Vielleicht kann ich Ihnen das mitteilen.

Es gibt ein Flughafenkonzept der rot-grünen Bundesregierung, in dem steht, dass man die Kapazität in Deutschland verdoppeln will und – ich sage das wertneutral – dass man auch den Passagierzuwachs verdoppeln will, um das damit verbundene Beschäftigungs- und Arbeitskräftepotenzial für Deutschland zu gewinnen. Man will dafür sorgen, dass die neu hinzugewonnenen Passagiere nicht in Amsterdam, Zürich, Wien oder sonst wo wegfliegen.
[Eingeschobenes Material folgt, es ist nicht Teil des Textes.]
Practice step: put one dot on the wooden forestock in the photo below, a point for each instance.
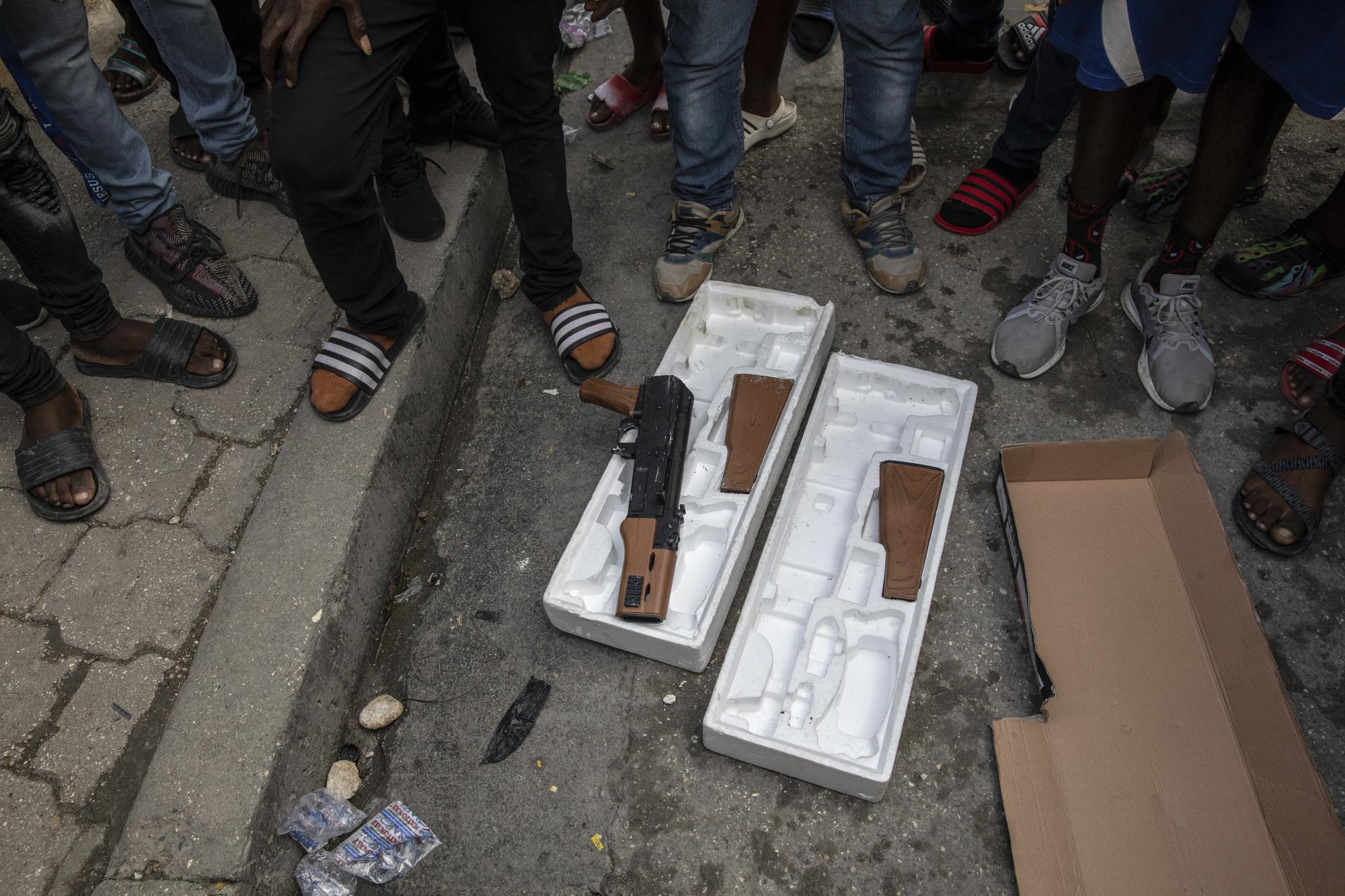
(755, 409)
(646, 575)
(623, 400)
(909, 497)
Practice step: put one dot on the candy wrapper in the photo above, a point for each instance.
(318, 874)
(318, 817)
(388, 845)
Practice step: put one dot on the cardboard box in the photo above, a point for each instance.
(1167, 758)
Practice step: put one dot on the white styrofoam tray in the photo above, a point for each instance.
(728, 330)
(818, 676)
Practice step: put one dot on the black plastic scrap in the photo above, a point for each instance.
(518, 721)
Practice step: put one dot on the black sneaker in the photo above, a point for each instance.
(186, 260)
(21, 306)
(249, 177)
(410, 205)
(469, 120)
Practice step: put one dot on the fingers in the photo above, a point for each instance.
(275, 28)
(356, 25)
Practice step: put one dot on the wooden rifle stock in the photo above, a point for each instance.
(909, 498)
(755, 408)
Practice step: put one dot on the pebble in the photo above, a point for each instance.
(381, 712)
(505, 283)
(344, 778)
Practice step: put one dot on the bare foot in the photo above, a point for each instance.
(330, 393)
(123, 345)
(592, 354)
(192, 150)
(1307, 386)
(1264, 503)
(646, 75)
(48, 419)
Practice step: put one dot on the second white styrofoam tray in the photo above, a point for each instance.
(818, 676)
(728, 330)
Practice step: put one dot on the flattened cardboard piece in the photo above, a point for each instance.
(1168, 758)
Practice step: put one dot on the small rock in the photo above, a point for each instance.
(381, 712)
(505, 283)
(344, 778)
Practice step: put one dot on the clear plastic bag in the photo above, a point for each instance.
(318, 874)
(388, 845)
(318, 817)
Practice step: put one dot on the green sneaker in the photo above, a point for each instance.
(891, 253)
(695, 236)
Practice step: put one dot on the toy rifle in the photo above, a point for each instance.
(661, 413)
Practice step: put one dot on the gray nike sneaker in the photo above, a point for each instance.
(1032, 337)
(1176, 365)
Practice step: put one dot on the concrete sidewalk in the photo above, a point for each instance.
(609, 756)
(225, 596)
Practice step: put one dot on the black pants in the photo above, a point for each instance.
(328, 134)
(36, 224)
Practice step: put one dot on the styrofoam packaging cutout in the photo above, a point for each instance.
(728, 330)
(820, 671)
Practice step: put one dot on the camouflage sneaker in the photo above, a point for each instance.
(891, 253)
(697, 233)
(249, 177)
(186, 260)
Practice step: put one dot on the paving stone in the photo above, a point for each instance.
(68, 874)
(166, 888)
(34, 834)
(33, 551)
(235, 482)
(145, 584)
(92, 733)
(271, 377)
(262, 231)
(294, 307)
(28, 681)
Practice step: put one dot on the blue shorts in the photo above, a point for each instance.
(1121, 44)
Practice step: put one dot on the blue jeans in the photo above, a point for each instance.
(1047, 99)
(53, 38)
(883, 61)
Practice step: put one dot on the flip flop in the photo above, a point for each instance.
(1327, 458)
(758, 128)
(919, 163)
(166, 356)
(57, 455)
(814, 30)
(985, 192)
(364, 362)
(131, 61)
(579, 325)
(1321, 358)
(1282, 267)
(937, 64)
(622, 99)
(1027, 36)
(661, 104)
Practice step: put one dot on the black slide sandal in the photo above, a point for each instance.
(362, 362)
(57, 455)
(1327, 458)
(579, 325)
(166, 356)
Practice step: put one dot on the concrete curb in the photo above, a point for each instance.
(262, 710)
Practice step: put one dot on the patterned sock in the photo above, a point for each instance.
(1085, 227)
(1180, 256)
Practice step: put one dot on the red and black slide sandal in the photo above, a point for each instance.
(935, 63)
(988, 197)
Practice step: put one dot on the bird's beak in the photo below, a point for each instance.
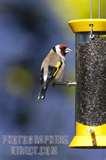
(68, 50)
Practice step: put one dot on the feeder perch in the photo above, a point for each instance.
(90, 108)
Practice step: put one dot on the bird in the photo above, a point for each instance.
(52, 67)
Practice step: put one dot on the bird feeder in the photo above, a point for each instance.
(90, 109)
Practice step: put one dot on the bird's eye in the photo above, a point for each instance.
(67, 50)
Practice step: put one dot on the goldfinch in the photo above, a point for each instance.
(52, 67)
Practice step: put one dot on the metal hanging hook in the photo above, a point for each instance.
(91, 36)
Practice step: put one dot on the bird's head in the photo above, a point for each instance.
(62, 50)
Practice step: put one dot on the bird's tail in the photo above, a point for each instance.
(42, 92)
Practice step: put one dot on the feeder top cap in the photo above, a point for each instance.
(83, 25)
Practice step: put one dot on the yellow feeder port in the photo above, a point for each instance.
(90, 109)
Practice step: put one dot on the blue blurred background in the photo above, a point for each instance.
(28, 29)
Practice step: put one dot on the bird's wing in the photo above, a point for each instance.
(52, 72)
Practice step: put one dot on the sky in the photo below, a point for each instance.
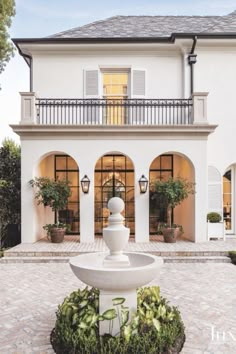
(40, 18)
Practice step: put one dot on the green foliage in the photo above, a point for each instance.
(10, 185)
(232, 255)
(171, 193)
(49, 227)
(214, 217)
(7, 11)
(155, 328)
(52, 193)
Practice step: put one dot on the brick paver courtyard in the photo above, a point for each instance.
(205, 294)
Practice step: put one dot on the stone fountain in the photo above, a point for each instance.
(116, 274)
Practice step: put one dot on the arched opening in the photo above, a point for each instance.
(229, 195)
(162, 167)
(59, 165)
(114, 177)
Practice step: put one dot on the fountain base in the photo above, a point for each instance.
(116, 261)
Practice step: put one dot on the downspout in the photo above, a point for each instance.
(192, 59)
(29, 63)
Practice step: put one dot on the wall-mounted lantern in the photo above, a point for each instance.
(85, 183)
(143, 183)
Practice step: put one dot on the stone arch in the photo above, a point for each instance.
(228, 196)
(58, 164)
(173, 164)
(114, 176)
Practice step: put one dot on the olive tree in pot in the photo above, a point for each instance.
(55, 194)
(169, 194)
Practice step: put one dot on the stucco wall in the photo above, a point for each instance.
(195, 150)
(215, 72)
(62, 75)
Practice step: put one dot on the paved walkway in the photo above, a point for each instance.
(205, 294)
(72, 246)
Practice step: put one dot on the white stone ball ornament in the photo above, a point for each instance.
(116, 235)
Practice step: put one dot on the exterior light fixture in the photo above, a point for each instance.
(85, 183)
(192, 59)
(143, 183)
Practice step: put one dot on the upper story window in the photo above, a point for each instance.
(115, 84)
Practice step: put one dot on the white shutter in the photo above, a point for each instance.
(138, 88)
(91, 110)
(215, 191)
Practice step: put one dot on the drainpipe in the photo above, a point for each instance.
(28, 59)
(192, 59)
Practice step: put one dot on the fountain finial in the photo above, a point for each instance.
(116, 235)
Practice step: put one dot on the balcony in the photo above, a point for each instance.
(113, 112)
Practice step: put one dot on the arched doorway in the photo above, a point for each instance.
(62, 166)
(162, 167)
(229, 207)
(114, 177)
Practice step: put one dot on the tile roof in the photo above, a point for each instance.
(152, 26)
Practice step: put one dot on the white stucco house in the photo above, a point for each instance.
(125, 97)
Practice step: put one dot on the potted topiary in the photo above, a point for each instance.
(55, 194)
(169, 194)
(215, 227)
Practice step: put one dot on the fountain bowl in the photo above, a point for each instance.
(142, 270)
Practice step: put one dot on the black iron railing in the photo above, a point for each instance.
(114, 111)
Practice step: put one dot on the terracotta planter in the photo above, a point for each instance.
(57, 234)
(170, 234)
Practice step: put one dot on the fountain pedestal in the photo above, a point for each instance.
(117, 274)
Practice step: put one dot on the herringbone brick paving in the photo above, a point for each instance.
(205, 294)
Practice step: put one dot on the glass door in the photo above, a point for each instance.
(114, 177)
(228, 205)
(115, 91)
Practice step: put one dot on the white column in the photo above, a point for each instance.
(28, 211)
(87, 209)
(201, 198)
(28, 108)
(141, 209)
(199, 107)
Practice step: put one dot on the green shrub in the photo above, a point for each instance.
(214, 217)
(232, 255)
(155, 328)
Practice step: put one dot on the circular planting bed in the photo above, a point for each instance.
(155, 328)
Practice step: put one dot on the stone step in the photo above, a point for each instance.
(189, 259)
(10, 253)
(34, 259)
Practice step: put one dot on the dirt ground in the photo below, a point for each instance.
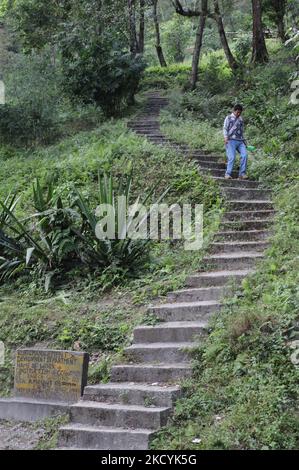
(19, 436)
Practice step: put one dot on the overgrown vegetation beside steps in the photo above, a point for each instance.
(83, 311)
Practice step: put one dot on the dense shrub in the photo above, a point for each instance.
(97, 69)
(33, 98)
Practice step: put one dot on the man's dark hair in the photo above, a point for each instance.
(238, 107)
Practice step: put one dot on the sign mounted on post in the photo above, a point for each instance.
(50, 374)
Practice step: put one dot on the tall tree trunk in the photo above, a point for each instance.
(280, 10)
(141, 27)
(218, 18)
(132, 27)
(198, 43)
(158, 39)
(259, 49)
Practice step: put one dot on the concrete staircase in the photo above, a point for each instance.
(125, 413)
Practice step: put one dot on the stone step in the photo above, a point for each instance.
(152, 125)
(241, 235)
(188, 311)
(220, 173)
(151, 373)
(244, 225)
(231, 247)
(233, 261)
(149, 133)
(81, 436)
(169, 332)
(236, 183)
(237, 205)
(248, 215)
(217, 278)
(120, 415)
(246, 193)
(209, 163)
(197, 294)
(133, 394)
(159, 352)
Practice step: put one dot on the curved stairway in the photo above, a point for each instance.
(125, 413)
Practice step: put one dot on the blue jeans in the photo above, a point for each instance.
(231, 148)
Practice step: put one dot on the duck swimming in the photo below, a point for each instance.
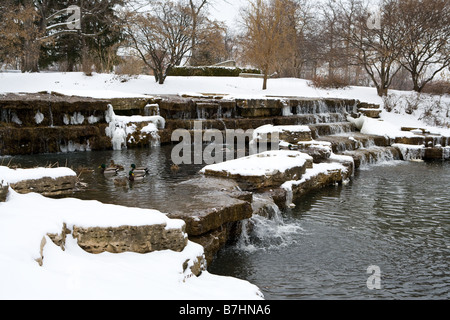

Dafür habe ich logischerweise Verständnis. Aber da sollen die GRÜNEN nicht so tun, als ob sie nicht in der Regierung wären. Kollege Clement, der jetzt Superminister wird, war derjenige, der in NordrheinWestfalen ohne Rücksicht auf Verluste die Flughäfen ausgebaut hat.

(Frau Christine Stahl (BÜNDNIS 90/DIE GRÜNEN): Es geht um Subventionen!)

Schauen Sie sich Köln-Bonn an.

(Frau Kellner (BÜNDNIS 90/DIE GRÜNEN): Er ist kein GRÜNER!)

Er wird jetzt Ihr Partner in der Koalition in Berlin sein, und er führt eine rot-grüne Koalition in NRW, Frau Kellner.

Herr Clement war im Übrigen derjenige, der Ihrem Herrn Trittin die Novellierung des Fluglärmgesetzes vermasselt hat, weil er gesagt hat: „Bei mir im Land müssen die Flugzeuge rund um die Uhr fliegen.“ Deswegen hat er die Packerlflieger nach Bonn gebracht. Das war der Hintergrund. Er wird es auch in Zukunft so betreiben. Ich bin gespannt, inwieweit Sie dann noch Ihre großen Töne spucken werden.

(Zurufe vom BÜNDNIS 90/DIE GRÜNEN)

Nein, das wird noch interessant werden. In NordrheinWestfalen hat von den GRÜNEN keiner die Thesen zum Flugbetrieb so vertreten, wie Sie es regelmäßig in Ihrer pharisäerhaften Haltung in Bayern machen.

(Beifall bei der CSU)

Deswegen werden wir sehen, was jetzt in Berlin passiert.